Monday 23 June 2008

performance - more than just a technical nice

I just read this article The #1 reason IT often fails to deliver value and it stirred some further thoughts:

  1. IT fails because it doesn't know how to measure success
  2. IT fails because it overcomplicates service delivery, and all sorts of phoney KPIs are used
  3. at the end of the day, IT is about cost-effective service delivery to the business. Measurement of IT as a whole should focus on:
    1. functional alignment to business
    2. cost-effectiveness
    3. agility to meet changing business demands
Performance in these key areas will enable IT to consistently deliver value to the business by:
  1. delivering what the business needs
  2. doing so at the right price, but remaining effective in supporting business volumes
  3. whilst supporting change and allowing innovation

Thursday 19 June 2008

... performance is alignment

woah -- Buzzword alert! "Alignment" what does it mean, and why is it relevant to performance?

Let me explain this by reference: when you go to the local PC superstore to buy a piece of software, on the back of the box will be a "minimum requirements specification" looking a bit like this:
  • 2 GHz processor
  • 1 Gb RAM
  • VGA graphics adapter
  • ...

But when you buy enterprise class software, there's no spec like this on the box! That's because performance of the software is directly related to the workload it's servicing: how many users, how much concurrency, how many transactions...

Performance alignment means that whatever resources you allocate to a task should be proportional to the workload it is processing.

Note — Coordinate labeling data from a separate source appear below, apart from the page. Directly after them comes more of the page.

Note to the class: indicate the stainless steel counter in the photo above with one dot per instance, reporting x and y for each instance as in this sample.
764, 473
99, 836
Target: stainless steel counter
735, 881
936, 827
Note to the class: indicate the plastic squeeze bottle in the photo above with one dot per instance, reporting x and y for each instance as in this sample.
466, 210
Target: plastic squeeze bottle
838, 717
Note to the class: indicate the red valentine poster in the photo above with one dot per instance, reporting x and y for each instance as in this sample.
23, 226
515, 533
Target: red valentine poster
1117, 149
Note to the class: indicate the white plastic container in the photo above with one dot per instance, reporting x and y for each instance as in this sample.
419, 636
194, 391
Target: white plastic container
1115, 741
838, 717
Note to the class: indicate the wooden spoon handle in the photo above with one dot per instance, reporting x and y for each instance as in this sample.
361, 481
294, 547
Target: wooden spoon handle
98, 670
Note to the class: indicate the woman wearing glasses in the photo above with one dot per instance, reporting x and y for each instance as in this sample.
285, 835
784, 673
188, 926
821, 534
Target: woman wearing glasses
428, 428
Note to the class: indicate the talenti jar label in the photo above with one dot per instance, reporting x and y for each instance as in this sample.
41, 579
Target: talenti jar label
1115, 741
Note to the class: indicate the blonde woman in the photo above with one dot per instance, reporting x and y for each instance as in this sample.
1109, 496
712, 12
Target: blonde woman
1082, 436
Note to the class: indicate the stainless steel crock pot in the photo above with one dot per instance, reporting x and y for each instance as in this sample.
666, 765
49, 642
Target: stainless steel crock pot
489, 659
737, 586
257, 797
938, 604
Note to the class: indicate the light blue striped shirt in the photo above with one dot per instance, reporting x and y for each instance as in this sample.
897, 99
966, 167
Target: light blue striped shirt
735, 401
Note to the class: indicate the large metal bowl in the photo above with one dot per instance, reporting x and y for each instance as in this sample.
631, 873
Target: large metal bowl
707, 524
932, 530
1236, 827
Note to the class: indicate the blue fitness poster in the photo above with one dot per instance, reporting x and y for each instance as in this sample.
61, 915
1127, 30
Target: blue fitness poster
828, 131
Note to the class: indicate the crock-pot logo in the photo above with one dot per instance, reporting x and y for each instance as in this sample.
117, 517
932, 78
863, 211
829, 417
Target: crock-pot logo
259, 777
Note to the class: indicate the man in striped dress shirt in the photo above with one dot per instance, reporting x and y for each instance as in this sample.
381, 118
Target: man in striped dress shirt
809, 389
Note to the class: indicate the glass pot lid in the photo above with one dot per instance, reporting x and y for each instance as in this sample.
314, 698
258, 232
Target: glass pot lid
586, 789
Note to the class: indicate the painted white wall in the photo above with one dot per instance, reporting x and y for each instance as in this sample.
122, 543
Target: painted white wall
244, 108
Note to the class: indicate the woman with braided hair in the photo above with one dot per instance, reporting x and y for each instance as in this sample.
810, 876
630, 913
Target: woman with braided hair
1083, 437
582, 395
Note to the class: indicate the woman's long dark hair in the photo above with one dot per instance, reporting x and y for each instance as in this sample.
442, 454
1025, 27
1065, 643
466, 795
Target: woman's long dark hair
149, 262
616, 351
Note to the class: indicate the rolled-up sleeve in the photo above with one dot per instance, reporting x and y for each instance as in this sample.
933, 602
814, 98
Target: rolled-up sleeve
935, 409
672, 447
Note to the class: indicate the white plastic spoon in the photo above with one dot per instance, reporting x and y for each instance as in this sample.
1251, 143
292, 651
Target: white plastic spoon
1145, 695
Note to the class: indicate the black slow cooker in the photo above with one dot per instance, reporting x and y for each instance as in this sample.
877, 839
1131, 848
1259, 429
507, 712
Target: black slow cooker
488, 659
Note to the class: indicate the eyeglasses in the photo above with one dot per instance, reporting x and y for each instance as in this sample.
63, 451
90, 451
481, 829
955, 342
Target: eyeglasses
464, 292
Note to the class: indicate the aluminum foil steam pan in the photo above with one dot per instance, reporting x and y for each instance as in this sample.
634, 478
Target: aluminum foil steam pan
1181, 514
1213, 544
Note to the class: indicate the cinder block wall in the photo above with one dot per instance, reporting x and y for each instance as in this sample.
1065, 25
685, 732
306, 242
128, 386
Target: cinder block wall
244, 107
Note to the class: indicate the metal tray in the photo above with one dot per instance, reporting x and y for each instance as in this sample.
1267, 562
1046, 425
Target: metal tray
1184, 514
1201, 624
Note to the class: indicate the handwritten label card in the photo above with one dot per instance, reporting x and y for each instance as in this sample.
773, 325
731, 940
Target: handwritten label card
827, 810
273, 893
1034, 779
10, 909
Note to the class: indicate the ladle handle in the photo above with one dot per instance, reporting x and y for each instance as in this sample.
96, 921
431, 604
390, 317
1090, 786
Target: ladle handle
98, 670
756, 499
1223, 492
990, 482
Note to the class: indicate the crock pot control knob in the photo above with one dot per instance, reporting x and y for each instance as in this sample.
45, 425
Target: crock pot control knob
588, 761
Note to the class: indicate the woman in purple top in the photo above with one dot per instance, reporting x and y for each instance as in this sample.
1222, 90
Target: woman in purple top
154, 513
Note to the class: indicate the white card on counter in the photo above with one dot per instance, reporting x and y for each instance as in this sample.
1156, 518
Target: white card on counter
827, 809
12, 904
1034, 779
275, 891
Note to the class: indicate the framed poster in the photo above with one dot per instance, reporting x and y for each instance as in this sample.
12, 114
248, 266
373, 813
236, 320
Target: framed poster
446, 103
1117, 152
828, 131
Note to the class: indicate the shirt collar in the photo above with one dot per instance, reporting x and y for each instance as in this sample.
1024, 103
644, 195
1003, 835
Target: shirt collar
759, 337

This kind of alignment means your investment is proportional to the business demand: right-sized for the job in hand.

Friday 13 June 2008

... performance is agility

High performance businesses flex to meet changing market conditions. They capitalise on change, they innovate to drive change. This CIO blog from Forrester CEO references the frustration CEOs derive from the lack of innovation from IT -- "Innovation was a mystery to most CEOs, they are not getting it from IT.”

Yet where IT is integral to the business, then innovation is essential - and is a characteristic of high-performance enterprises. Innovation, agility, the ability to change the market as well as respond to it - all are influenced by the understanding of IT service provision to the business, the concept of customer demand, and the correlation of the demand to technology investment. High performance businesses with an IT footprint require this information to be captured and shared, to enable innovation and alignment between technology functions and the ever-changing market conditions.

References: http://www.cio.co.uk/concern/managers/news/index.cfm?articleid=2894&pagtype=allchantopdate

Friday 6 June 2008

... performance needs dedication

Performance doesn't happen on its own. Just like any top athlete, performance of any system needs dedication. Dedication towards improvement, dedication towards achievement, dedication to quality. If you have dedication, you have 50% of the equation towards achieving performance. The rest is down to enlightenment and self-awareness.

Thursday 5 June 2008

... performance is optimization

Optimization is getting the best from your investment. When shares are performing well in the market, their value increases quickly and the returns on the initial investment are high. Optimization of IT systems requires the same measurement of value, through
  • measuring the increase in revenue due to Optimization
  • measuring the cost avoidance due to Optimization
  • measuring the productivity improvements due to Optimization

Wednesday 4 June 2008

... performance is efficiency

Do what you do, do it with the maximum of effect and the minimum of effort. A good guiding principle for any systems management. Provided you meet the service standards, then minimizing costs should be the priority. Costly overprovision of service can damage your ability to invest in other innovations.

Take the example of a football player, he scores a goal by investing effort in running up and down the pitch. But too much running early in the game will impact his ability to score later in the game. His performance is measured over the whole game; efficiency of his own game has a direct impact on that performance.

So it is with systems. Cost/effectiveness service provision is only possible when you understand how much running that system has to do - and what goals need to be scored.